Ya estamos en diciembre, el mes de la Navidad, las fechas más señaladas para muchos. Es la época de pensar en la decoración para estos días tan especiales y también en las recetas con las que sorprender a los invitados, porque hay un montón de alternativas para dejar a todos con la boca bien abierta y, de paso, empaparse del tradicional espíritu navideño.

Y pocas cosas son tan de esta época que los turrones, que son grandes delicias. Los sabores son múltiples y sus opciones se cuentan por centenares e incluso miles. Es verdad que no es una opción especialmente sana, pero para unos días como excepción vale.

Estamos acostumbrados a comprarlos ya preparados, porque en realidad su precio no es elevado ni desorbitado. Se puede permitir sin ningún problema. Pero quizá no sabías que puedes hacerlo tú mismo en solo unos minutos y sin horno.

Muy crujiente

Uno de los más clásicos y que más triunfa es el clásico de chocolate con frutos secos, que generalmente son almendras, aunque también pueden ser otros.

De primeras será necesario que te hagas con un molde o que adaptes algo que tengas por casa para que tenga la forma de turrón, es decir, alargado, rectangular y bajo.

Necesitarás 200 gramos de chocolate, que puede ser negro, con leche o blanco, como más te guste, unos cuantos frutos secos y 100 ml de nata para montar.

A muy baja potencia en el microondas o al baño maría derrite casi la mitad del chocolate. Si se quema se arruina el turrón. Acto seguido, échalo en el molde y déjalo enfriar un poco hasta que se solidifique. Después calienta la nata en el microondas un minuto y medio a máxima potencia y junta con el resto del chocolate partido en trozos pequeños, porque el objetivo es que se derrita dentro de la nata por efecto del calor.
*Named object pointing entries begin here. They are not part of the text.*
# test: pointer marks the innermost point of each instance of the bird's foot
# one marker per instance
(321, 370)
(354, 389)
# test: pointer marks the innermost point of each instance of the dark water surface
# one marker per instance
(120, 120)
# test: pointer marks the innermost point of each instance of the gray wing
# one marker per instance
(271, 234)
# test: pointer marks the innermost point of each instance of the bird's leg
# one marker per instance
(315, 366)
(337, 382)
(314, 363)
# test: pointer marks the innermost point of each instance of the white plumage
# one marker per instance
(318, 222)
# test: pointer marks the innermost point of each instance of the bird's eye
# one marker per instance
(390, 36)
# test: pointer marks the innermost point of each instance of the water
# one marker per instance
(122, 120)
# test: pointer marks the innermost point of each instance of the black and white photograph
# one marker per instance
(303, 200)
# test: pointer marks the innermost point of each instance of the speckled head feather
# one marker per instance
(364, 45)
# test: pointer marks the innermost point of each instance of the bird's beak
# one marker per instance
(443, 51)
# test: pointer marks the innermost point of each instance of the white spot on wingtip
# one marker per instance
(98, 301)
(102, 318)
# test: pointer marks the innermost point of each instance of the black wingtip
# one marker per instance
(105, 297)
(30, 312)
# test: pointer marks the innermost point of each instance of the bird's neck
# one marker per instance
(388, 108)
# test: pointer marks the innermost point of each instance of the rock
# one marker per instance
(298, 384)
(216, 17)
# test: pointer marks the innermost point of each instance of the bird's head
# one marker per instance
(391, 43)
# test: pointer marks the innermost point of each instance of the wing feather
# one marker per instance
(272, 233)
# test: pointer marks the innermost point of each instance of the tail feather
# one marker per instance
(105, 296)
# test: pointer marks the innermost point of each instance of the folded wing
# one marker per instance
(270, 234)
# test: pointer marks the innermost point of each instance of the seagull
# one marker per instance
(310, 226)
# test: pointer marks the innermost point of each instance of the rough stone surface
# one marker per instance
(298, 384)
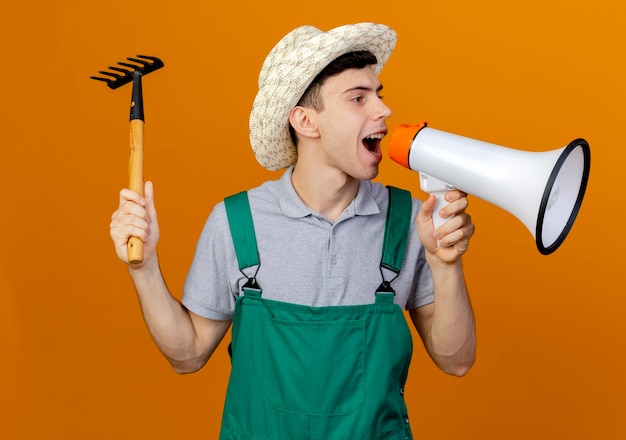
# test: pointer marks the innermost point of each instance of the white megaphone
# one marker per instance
(542, 189)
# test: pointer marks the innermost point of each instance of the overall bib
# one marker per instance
(318, 373)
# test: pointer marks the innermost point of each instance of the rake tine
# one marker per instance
(119, 69)
(143, 64)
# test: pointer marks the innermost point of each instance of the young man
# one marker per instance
(314, 269)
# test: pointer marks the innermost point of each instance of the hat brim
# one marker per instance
(287, 81)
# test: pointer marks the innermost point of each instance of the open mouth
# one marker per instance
(372, 142)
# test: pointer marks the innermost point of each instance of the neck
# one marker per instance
(326, 191)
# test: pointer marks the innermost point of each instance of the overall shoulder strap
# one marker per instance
(242, 229)
(396, 228)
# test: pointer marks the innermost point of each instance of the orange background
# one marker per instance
(76, 360)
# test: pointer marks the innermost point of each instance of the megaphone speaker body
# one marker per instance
(544, 190)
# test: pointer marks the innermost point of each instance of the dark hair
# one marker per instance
(351, 60)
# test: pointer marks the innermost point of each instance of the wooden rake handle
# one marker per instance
(135, 182)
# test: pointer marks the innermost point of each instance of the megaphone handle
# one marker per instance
(438, 188)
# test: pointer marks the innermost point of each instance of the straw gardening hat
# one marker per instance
(290, 68)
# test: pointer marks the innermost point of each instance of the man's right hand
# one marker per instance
(135, 217)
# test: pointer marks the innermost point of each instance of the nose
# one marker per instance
(382, 111)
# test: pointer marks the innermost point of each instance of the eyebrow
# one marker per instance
(365, 88)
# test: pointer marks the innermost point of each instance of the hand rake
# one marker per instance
(141, 65)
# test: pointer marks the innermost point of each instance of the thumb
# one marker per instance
(149, 198)
(425, 214)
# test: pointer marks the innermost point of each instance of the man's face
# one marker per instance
(352, 122)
Quedará líquido, así que aprovecha para agregar ahí los frutos secos en trozos del tamaño que consideres, al gusto. Simplemente viértelo en el molde y espera a que se enfríe por medios naturales o, lo más fácil, en la nevera. Ahora bien, debe estar tapado para evitar que los olores alteren el sabor del turrón.

Y ya está. Así de rápido y de sencillo. Puedes hacer muchas pruebas, como echar otros frutos secos, utilizar trigo inflado para hacerlo tipo Suchard, poner pasas, galletas, esencia de vainilla, juntar dos tipos de chocolates... Lo que desees porque las opciones son casi infinitas.